Die Folgen der Finanz- und Wirtschaftskrise, aber auch der Sozialgesetzgebung schlagen sich im praktischen Tierschutz negativ nieder. Das belege eine vom Deutschen Tierschutzbund in Auftrag gegebene repräsentative Umfrage, teilt der Tierschutzbund in einer Pressemeldung mit.
Immer mehr
Tiere würden aus finanziellen Gründen in Tierheimen abgegeben; notwendige
Investitionen in den Tierschutzeinrichtungen seien nicht mehr finanzierbar. Der
weitere Einbruch der Spenden hätte zudem dramatische Folgen: Der Tierheimbetrieb
könnte nur noch 16 Monate auf dem jetzigen Niveau weitergeführt werden. Der
Deutsche Tierschutzbund fordere vom Staat den „Gesellschaftspakt Tierschutz".
69 Prozent der Tiere im Tierheim würden mittlerweile mit der
Begründung „finanzielle Not" abgegeben. Zum Großteil seien Hunde die „Opfer der
Finanzkrise" (85% der Neuzugänge in Tierheimen), danach folgten Katzen (56%) und
Kleintiere (15%). Weiter heißt es, bei 75 Prozent der Tierheime seien dringende
Investitionen notwendig, die aber derzeit aus finanziellen Gründen aufgeschoben
werden müssten. Die Spenden in vielen Tierheimen seien stark rückläufig und
erste Tierheime sünden vor der Insolvenz.
„Wir brauchen einen
Gesellschaftspakt. Tierschutz ist neben ideellem Engagement auch eine
Finanzfrage. Um den Tierschutz mittelfristig zu stützen, benötigen wir 15
Millionen Euro. Was wir zudem brauchen, ist eine Berücksichtigung der Tiere bei
der Bemessung von Sozialleistungen", so Wolfgang Apel, Präsident des Deutschen
Tierschutzbundes.
„Tierschutz ist eine gesamtgesellschaftliche
Pflicht, der sich Bund, Land und Kommunen nicht entziehen dürfen.
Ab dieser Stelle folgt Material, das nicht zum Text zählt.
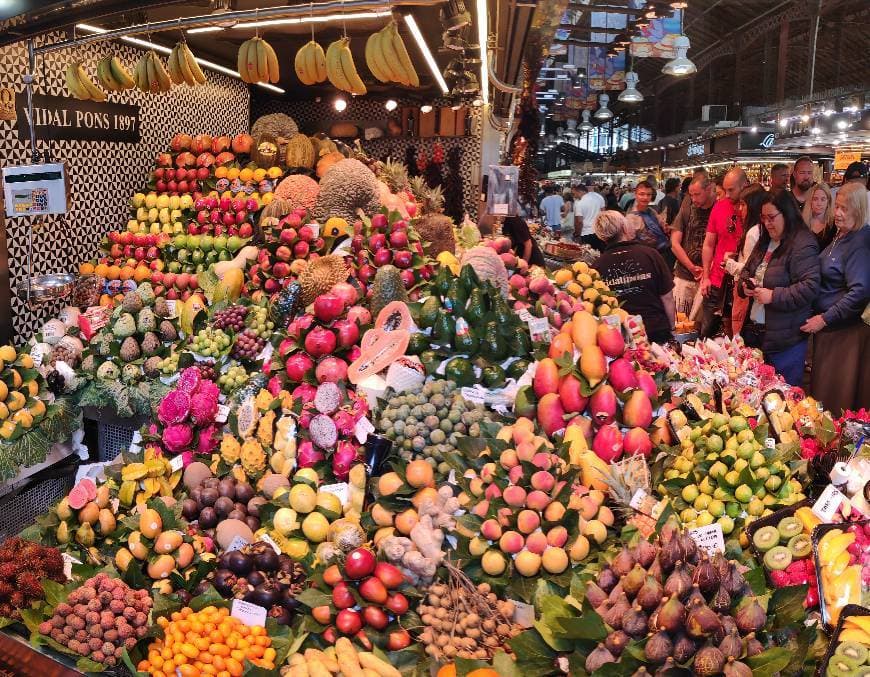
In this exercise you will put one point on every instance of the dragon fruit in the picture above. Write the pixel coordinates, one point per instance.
(342, 460)
(177, 438)
(174, 407)
(328, 398)
(203, 408)
(307, 455)
(323, 431)
(189, 380)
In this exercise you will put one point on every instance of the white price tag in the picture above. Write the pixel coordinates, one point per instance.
(223, 413)
(524, 614)
(363, 429)
(826, 506)
(638, 499)
(68, 561)
(539, 328)
(340, 489)
(237, 544)
(266, 538)
(247, 613)
(709, 539)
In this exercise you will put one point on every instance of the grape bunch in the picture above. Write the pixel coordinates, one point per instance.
(210, 342)
(233, 378)
(258, 322)
(248, 345)
(232, 318)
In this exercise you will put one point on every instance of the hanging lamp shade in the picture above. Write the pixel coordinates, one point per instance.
(680, 65)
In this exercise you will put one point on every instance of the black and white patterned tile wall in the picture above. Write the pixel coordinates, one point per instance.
(104, 175)
(317, 116)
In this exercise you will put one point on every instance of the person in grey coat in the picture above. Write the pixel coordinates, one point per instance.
(781, 278)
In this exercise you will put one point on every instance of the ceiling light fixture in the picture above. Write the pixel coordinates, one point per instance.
(165, 50)
(482, 30)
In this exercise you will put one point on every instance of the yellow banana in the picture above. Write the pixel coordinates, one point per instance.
(195, 70)
(93, 91)
(272, 69)
(120, 73)
(371, 60)
(72, 83)
(349, 69)
(334, 71)
(402, 53)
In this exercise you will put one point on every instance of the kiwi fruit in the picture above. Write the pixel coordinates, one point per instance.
(800, 546)
(854, 651)
(789, 527)
(777, 558)
(765, 538)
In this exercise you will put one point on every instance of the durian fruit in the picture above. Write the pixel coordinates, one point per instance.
(320, 276)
Und Tierheime
übernehmen hierbei die staatliche Aufgabe, in Not geratene Tiere aufzunehmen.
Der Staat verschiebt immer mehr Aufgaben auf den ehrenamtlich organisierten,
karitativen Tierschutz, ohne sicherzustellen, dass der auch in der Lage ist,
diese zu bewältigen", erläutert Apel.
Aus Sicht der ISN sind die Forderungen des Tierschutzbundes völlig unverständlich. Scheinbar will man bei der Verteilung von Staatshilfen jetzt auch noch schnell auf den Zug aufspringen und Gelder ergattern. Doch wo werden die 15 Mio. € letztlich landen – sofern sie denn tatsächlich gezahlt werden? Es ist zu befürchten, dass ein großer Teil des Geldes für Aktionen der Tierschützer gegen Schweinehalter und andere landwirtschaftliche Bereiche verwendet werden könnte. So darf das Staatsgeld nicht verprasst werden!